Après le succès des Femmes du 6e étage, où il dirigeait déjà Sandrine Kiberlain, le cinéaste français Philippe Le Guay revient avec une comédie qui tend vers le drame en évoquant la dégénérescence mentale d’un père (Jean Rochefort), dont s’occupe avec fidélité et sens du devoir sa fille (Kiberlain). Présenté dans le cadre du festival Cinemania, Floride fait sa première dans le territoire nord-américain.♥♥♥½
À 80 ans, Claude Lherminier (Jean Rochefort) est encore un homme séduisant, n’ayant rien perdu de son charme, ni de sa prestance. Après avoir amassé une petite fortune dans l’industrie du papier, il semble vivre une retraite confortable, ludique et fantasque, à deux pas d’une famille aimante et dévouée. Mais ses pertes de mémoire et son comportement désagréable préoccupent chaque jour davantage Carole (Sandrine Kiberlain), sa fille aînée, qui a de plus en plus de mal à trouver des aides à domicile capables de résister aux crises et caprices de son père. Les choses se compliquent quand, sur un coup de tête, le vieil homme décide de prendre seul l’avion pour aller en Floride visiter sa fille cadette…

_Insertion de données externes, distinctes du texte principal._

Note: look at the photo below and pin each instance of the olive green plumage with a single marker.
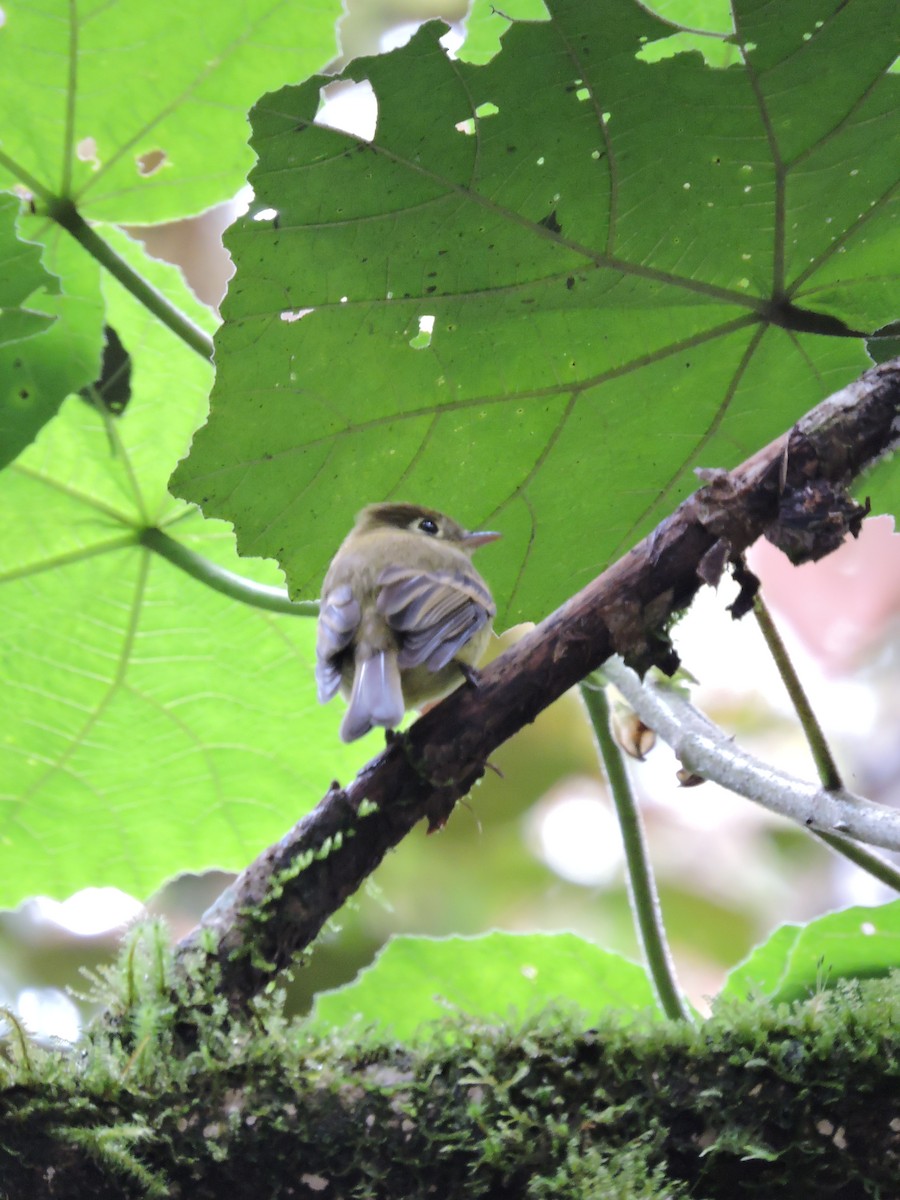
(401, 607)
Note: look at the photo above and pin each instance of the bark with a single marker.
(793, 491)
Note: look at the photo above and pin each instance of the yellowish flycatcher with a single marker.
(403, 612)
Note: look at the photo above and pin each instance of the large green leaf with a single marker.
(418, 981)
(150, 725)
(36, 375)
(799, 960)
(21, 274)
(609, 247)
(138, 111)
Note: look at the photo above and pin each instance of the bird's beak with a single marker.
(480, 538)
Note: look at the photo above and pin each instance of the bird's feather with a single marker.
(377, 696)
(339, 621)
(435, 613)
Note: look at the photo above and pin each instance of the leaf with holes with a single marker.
(150, 725)
(539, 292)
(137, 112)
(36, 373)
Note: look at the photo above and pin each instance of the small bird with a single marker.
(403, 615)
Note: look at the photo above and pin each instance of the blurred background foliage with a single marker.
(537, 847)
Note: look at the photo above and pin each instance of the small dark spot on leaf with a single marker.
(150, 162)
(112, 389)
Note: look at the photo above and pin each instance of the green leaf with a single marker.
(801, 960)
(497, 977)
(36, 375)
(137, 111)
(610, 249)
(21, 274)
(150, 725)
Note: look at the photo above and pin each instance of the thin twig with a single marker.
(220, 579)
(708, 751)
(821, 753)
(642, 887)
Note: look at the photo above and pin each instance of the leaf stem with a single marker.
(642, 888)
(879, 868)
(66, 215)
(217, 577)
(826, 766)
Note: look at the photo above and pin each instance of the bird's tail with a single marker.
(377, 696)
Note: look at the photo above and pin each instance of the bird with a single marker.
(403, 616)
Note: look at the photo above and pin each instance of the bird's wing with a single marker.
(339, 621)
(433, 612)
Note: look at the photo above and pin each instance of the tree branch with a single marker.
(792, 491)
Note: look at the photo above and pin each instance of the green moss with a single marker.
(172, 1095)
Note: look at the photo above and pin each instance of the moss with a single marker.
(175, 1096)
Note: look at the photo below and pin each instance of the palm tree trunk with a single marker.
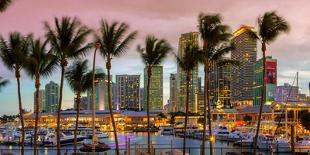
(59, 109)
(78, 102)
(188, 78)
(149, 74)
(262, 99)
(20, 112)
(93, 104)
(37, 85)
(108, 65)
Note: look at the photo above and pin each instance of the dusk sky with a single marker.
(163, 18)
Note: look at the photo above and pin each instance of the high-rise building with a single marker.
(220, 78)
(156, 88)
(173, 93)
(100, 92)
(184, 40)
(51, 97)
(41, 100)
(243, 75)
(270, 80)
(286, 93)
(128, 91)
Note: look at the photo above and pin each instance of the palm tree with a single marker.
(79, 81)
(67, 41)
(213, 33)
(3, 82)
(4, 4)
(13, 54)
(153, 54)
(39, 63)
(270, 25)
(114, 42)
(187, 62)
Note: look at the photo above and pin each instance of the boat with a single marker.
(303, 146)
(100, 147)
(166, 131)
(221, 133)
(50, 139)
(281, 145)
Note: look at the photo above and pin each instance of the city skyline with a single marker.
(296, 41)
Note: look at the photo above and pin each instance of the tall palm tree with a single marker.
(39, 63)
(114, 42)
(67, 41)
(79, 81)
(3, 82)
(4, 4)
(213, 33)
(13, 54)
(153, 54)
(270, 26)
(187, 62)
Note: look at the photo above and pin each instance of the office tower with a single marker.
(141, 100)
(243, 74)
(220, 78)
(185, 39)
(270, 80)
(41, 100)
(51, 97)
(128, 91)
(286, 93)
(100, 92)
(173, 92)
(156, 88)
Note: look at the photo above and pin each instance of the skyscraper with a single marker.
(101, 93)
(128, 91)
(185, 39)
(270, 80)
(173, 92)
(41, 100)
(51, 97)
(156, 88)
(243, 75)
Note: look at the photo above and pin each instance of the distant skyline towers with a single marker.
(51, 97)
(270, 80)
(187, 38)
(245, 52)
(41, 100)
(173, 92)
(100, 90)
(128, 91)
(156, 88)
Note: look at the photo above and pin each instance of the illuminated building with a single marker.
(128, 91)
(243, 75)
(173, 93)
(51, 97)
(156, 88)
(185, 39)
(270, 82)
(41, 100)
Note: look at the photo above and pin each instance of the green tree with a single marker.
(79, 81)
(3, 82)
(4, 4)
(39, 63)
(270, 26)
(153, 54)
(114, 42)
(215, 37)
(13, 54)
(67, 41)
(187, 62)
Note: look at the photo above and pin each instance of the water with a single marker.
(137, 140)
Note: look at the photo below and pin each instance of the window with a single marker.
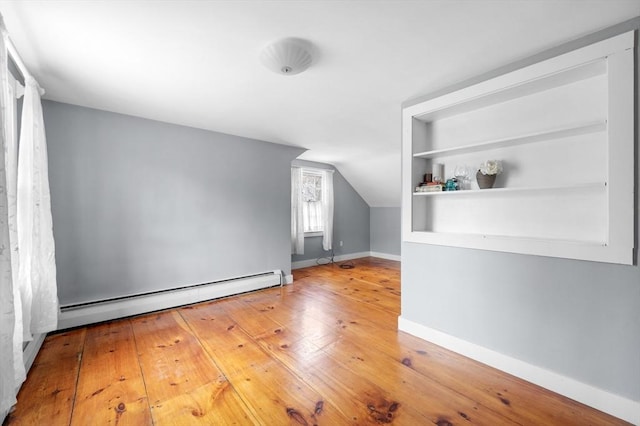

Cette comédie à saveur aigre-douce, adaptée de la pièce « Le père » de Florian Zeller ( « Une heure de tranquillité »), aborde avec délicatesse un sujet difficile et délicat, à travers un traitement sensible et drôle, qui n’évite toutefois pas quelques passages inutiles qui manquent cruellement en développement. Dans un registre similaire que celui de Jean-Paul Rouve, Les souvenirs, où se côtoient les générations, Philippe Le Guay (Molière à bicyclette), associe humour, fantaisie, réalisme et quelques moments d’une austérité dramatique étonnante, au cours d’un divertissement, à première vue léger, mais dont la capacité émotive est quelquefois aussi étonnante que profonde. La mise en scène, dans un canevas bourgeois qui libère les personnages des soucis économiques qui pourraient envenimer la situation, est étincelante et légère. Le décor édénique est sensible : une belle demeure riche en souvenirs, où la campagne vient vivifier les émotions, un lac, des montagnes, loin de la réalité urbaine, ainsi pour mieux se concentrer sur les protagonistes et leurs préoccupations.
Le réalisateur ponctue habilement son récit à l’aide d’ellipses, pour accompagner le détachement progressif de la réalité du patriarche. Dommage que quelques flashbacks de trop, peu subtils et qui manquent d’attrait viennent inutilement alourdir ce long métrage qui accoste avec ironie, tendresse et grâce, les ennuis de la vieillesse et la perte de mémoire. Ne faisant pas l’impasse sur les moments tendus, voire curieusement cruels, qui lient jusqu’au bout un vieillard en perte d’autonomie à sa fille (la tendre Sandrine Kiberlain), l’œuvre marquera surtout les mémoires pour le rôle en or qu’il offre à un grand Jean Rochefort particulièrement juste et émouvant qui rappelle partiellement l’acteur américain Bruce Dern dans Nebraska d’Alexander Payne.